Ia tahu bahwa hari ketika kakak seniornya mencapai terobosan adalah hari pencarian dao-nya. Pencarian dao di dalam alam prasasti batu pada akhirnya adalah… untuk keluar dari alam prasasti batu, ke alam semesta luar, dan melihat langit berbintang yang berbeda dari tempat ini.
Dengan tingkat kultivasinya saat ini, ia masih belum mampu melakukan itu. Lebih jauh lagi… Dao-nya berbeda dari Chen Qingzi.
!!
Lima elemen belum sempurna. Pada saat yang sama, pilihan Chen Qingzi dipenuhi dengan ketidakpastian. Mungkin dia benar-benar bisa berhasil dan menembus penghalang, dan pencarian dao-nya akan membuahkan hasil.
Namun, ada juga kemungkinan… sesuatu yang tak terduga bisa terjadi.
Mustahil bagi Wang Baole untuk tidak khawatir tentang apa yang akan terjadi pada akhirnya. Namun, dia tahu kekhawatiran itu sia-sia. Ini adalah obsesi Chen Qingzi dan pilihan yang telah dia kejar.
“Semoga… kau mendapatkan yang terbaik,” gumam Wang Baole sambil menghilang.
Setelah Wang Baole pergi, patriark tujuh roh dao membungkuk dalam-dalam kepada Chen Qingzi dan berbalik untuk pergi. Chen Qingzi adalah satu-satunya orang yang tersisa di wilayah tengah yang dulunya tak berujung. Dia duduk bersila di kehampaan. Sungai Kegelapan muncul di sekelilingnya dan mengelilinginya, secara bertahap menutupi sosoknya.
Waktu berlalu perlahan. Dalam sekejap mata, dua puluh delapan tahun telah berlalu.
Dua puluh delapan tahun bukanlah waktu yang lama bagi dunia prasasti batu, tetapi perubahannya sangat besar!

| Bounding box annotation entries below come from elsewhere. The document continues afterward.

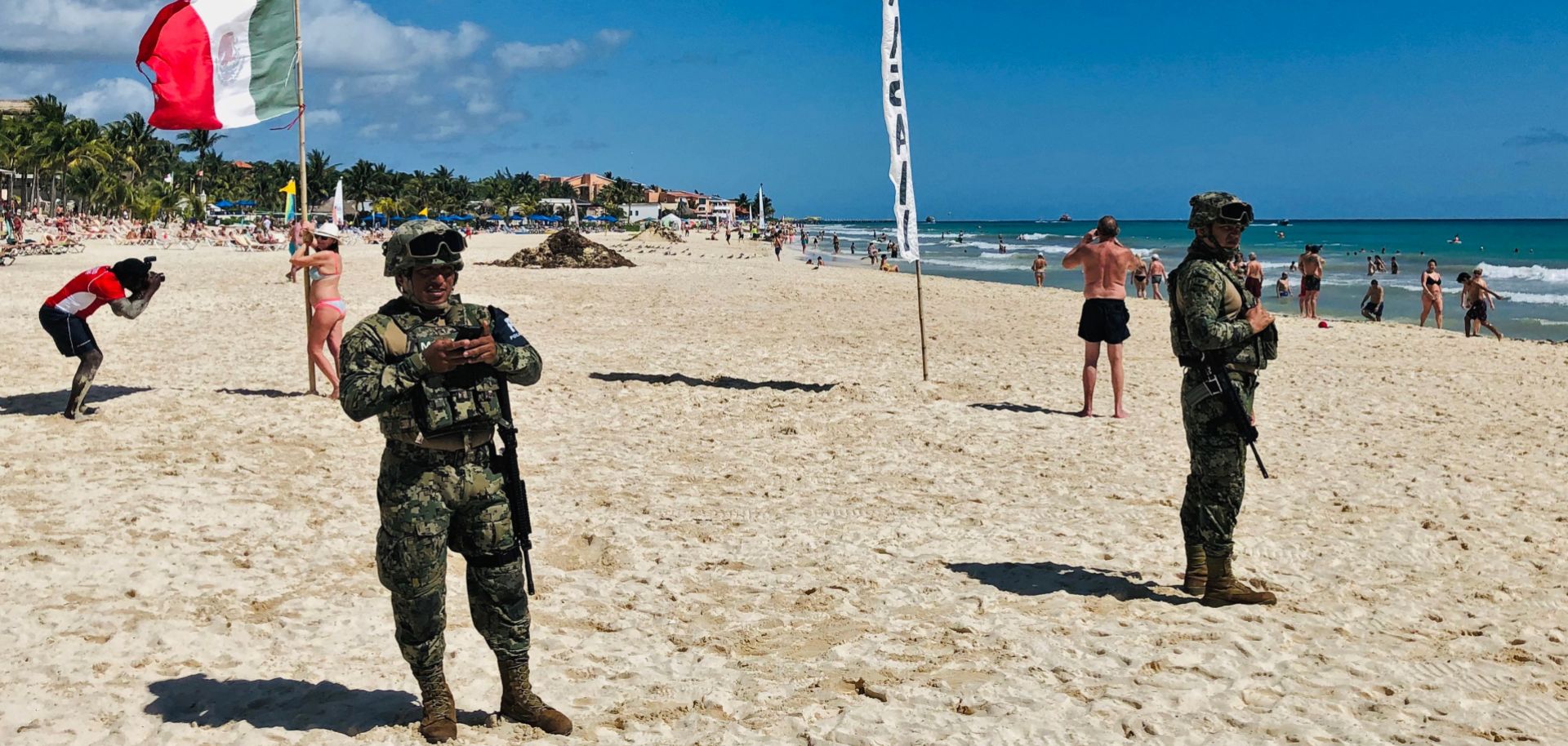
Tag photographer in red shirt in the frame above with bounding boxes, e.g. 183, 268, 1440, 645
38, 257, 163, 420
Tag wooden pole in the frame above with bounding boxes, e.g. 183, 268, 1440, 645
288, 0, 317, 393
914, 259, 931, 381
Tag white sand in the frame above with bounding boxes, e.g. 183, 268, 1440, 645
0, 230, 1568, 746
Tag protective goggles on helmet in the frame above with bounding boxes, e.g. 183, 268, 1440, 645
1215, 202, 1253, 224
406, 229, 464, 259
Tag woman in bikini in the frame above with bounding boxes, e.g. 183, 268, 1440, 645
1419, 259, 1442, 329
288, 223, 348, 400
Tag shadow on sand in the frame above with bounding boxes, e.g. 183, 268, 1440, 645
947, 562, 1198, 603
0, 385, 152, 417
143, 674, 488, 736
969, 402, 1077, 417
218, 389, 305, 400
588, 373, 839, 393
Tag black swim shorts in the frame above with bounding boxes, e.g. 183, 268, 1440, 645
1079, 298, 1132, 344
38, 305, 97, 357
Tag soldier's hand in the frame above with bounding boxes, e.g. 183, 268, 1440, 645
1246, 304, 1273, 334
461, 322, 500, 365
421, 340, 466, 373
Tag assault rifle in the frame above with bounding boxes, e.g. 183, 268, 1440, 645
491, 373, 533, 596
1203, 351, 1268, 480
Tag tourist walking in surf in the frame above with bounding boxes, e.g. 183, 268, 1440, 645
1297, 245, 1323, 318
1361, 281, 1383, 322
1062, 215, 1134, 419
1460, 266, 1502, 340
1416, 259, 1442, 329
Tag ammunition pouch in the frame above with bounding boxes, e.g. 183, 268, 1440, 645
414, 375, 500, 439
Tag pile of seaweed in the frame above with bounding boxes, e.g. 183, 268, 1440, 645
489, 229, 637, 269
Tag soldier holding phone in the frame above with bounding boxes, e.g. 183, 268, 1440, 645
342, 221, 572, 743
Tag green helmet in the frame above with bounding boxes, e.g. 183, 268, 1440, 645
381, 220, 467, 278
1187, 191, 1253, 229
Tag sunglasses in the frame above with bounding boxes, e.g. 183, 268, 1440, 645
408, 230, 467, 259
1220, 202, 1253, 223
1220, 202, 1253, 223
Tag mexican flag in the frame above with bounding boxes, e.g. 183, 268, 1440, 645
136, 0, 298, 130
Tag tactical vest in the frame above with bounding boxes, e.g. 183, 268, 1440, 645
1168, 254, 1280, 373
380, 303, 501, 450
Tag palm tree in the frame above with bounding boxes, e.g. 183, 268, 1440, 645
179, 130, 227, 160
304, 150, 337, 206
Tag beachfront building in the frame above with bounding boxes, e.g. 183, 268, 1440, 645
539, 198, 604, 218
648, 189, 735, 223
539, 174, 615, 202
622, 202, 660, 223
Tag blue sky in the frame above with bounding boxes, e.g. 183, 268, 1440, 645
0, 0, 1568, 220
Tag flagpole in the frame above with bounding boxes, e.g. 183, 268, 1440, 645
914, 258, 931, 381
288, 0, 317, 393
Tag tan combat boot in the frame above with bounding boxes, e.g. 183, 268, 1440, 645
414, 668, 458, 743
1203, 555, 1275, 606
500, 659, 572, 735
1181, 544, 1209, 596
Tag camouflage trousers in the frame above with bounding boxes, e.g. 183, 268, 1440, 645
376, 441, 528, 676
1181, 368, 1258, 557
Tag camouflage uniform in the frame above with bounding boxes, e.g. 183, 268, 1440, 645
1171, 242, 1268, 555
1169, 193, 1278, 605
342, 300, 542, 673
341, 221, 571, 743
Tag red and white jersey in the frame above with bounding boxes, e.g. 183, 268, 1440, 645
44, 266, 126, 318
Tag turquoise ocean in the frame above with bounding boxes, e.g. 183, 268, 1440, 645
787, 220, 1568, 340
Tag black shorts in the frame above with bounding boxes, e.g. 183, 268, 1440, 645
38, 305, 97, 357
1079, 298, 1132, 344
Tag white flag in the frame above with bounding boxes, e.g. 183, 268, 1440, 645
883, 0, 920, 262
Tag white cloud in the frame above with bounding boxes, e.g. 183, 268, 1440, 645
595, 29, 632, 49
0, 63, 65, 99
299, 0, 489, 72
0, 0, 149, 60
66, 78, 152, 122
496, 39, 586, 70
496, 29, 632, 70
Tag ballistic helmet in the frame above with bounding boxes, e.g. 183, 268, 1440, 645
1187, 191, 1253, 230
381, 220, 467, 278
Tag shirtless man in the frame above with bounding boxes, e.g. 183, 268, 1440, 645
1361, 281, 1383, 322
1062, 215, 1134, 419
1246, 251, 1264, 301
1149, 254, 1165, 301
1460, 266, 1502, 340
1295, 246, 1323, 318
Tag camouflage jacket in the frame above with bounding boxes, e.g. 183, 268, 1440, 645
339, 296, 544, 450
1169, 242, 1278, 371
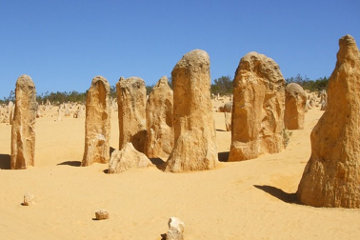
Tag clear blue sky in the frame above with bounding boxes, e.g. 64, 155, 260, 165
0, 0, 360, 99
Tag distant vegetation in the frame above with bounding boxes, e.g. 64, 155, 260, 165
211, 76, 233, 95
286, 74, 329, 92
0, 74, 328, 104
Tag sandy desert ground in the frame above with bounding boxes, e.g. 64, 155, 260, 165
0, 106, 360, 240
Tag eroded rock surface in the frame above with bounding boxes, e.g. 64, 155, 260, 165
228, 52, 285, 161
116, 77, 146, 153
165, 50, 218, 172
10, 75, 37, 169
146, 76, 174, 160
81, 76, 111, 166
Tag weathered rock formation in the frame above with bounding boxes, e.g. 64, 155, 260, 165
165, 50, 218, 172
224, 112, 231, 131
109, 142, 153, 173
297, 35, 360, 208
116, 77, 146, 152
81, 76, 110, 166
320, 90, 327, 111
95, 209, 110, 220
146, 76, 174, 159
228, 52, 285, 161
284, 83, 307, 130
10, 75, 37, 169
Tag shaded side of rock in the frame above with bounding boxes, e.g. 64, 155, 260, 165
109, 142, 153, 173
165, 50, 218, 172
284, 83, 307, 130
10, 75, 37, 169
146, 76, 174, 160
81, 76, 110, 166
116, 77, 146, 152
297, 35, 360, 208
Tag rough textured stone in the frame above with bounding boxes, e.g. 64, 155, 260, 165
166, 217, 185, 240
146, 76, 174, 160
228, 52, 285, 161
165, 50, 218, 172
109, 142, 153, 173
284, 83, 307, 130
297, 35, 360, 208
21, 193, 34, 206
320, 90, 327, 111
116, 77, 146, 152
81, 76, 110, 166
10, 75, 37, 169
95, 209, 110, 220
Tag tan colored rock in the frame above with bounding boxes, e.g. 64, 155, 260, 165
109, 142, 153, 173
297, 35, 360, 208
10, 74, 37, 169
166, 217, 185, 240
224, 112, 231, 131
228, 52, 285, 161
146, 76, 174, 160
8, 101, 14, 125
116, 77, 146, 152
95, 209, 110, 220
165, 50, 218, 172
81, 76, 111, 166
320, 90, 327, 111
284, 83, 307, 130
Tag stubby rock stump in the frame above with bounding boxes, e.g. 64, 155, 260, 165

Setelah klan Weiyang jatuh dari altar ilahi, mereka tidak lagi memiliki kesombongan yang mereka miliki di masa lalu. Sekte, klan, dan peradaban yang pernah mereka perbudak di masa lalu semuanya hancur. Pada akhirnya, klan Weiyang tidak punya pilihan selain menyerahkan semuanya, mereka mengumpulkan semuanya di planet leluhur mereka, dan baru kemudian mereka berhasil mendapatkan tempat tinggal.
Dan ini… hanya karena patriark klan Xie muncul pada akhirnya untuk melindungi klan tersebut.
Selain itu, patriark klan Xie adalah sosok yang sangat perkasa, tetapi dia tidak pernah sekalipun bertindak. Baik selama pertempuran saat itu, maupun selama dua puluh delapan tahun terakhir, dia tampak benar-benar diam. Kehadirannya sangat rendah, klan Xie tidak memperluas wilayah mereka karena kejatuhan klan Weiyang.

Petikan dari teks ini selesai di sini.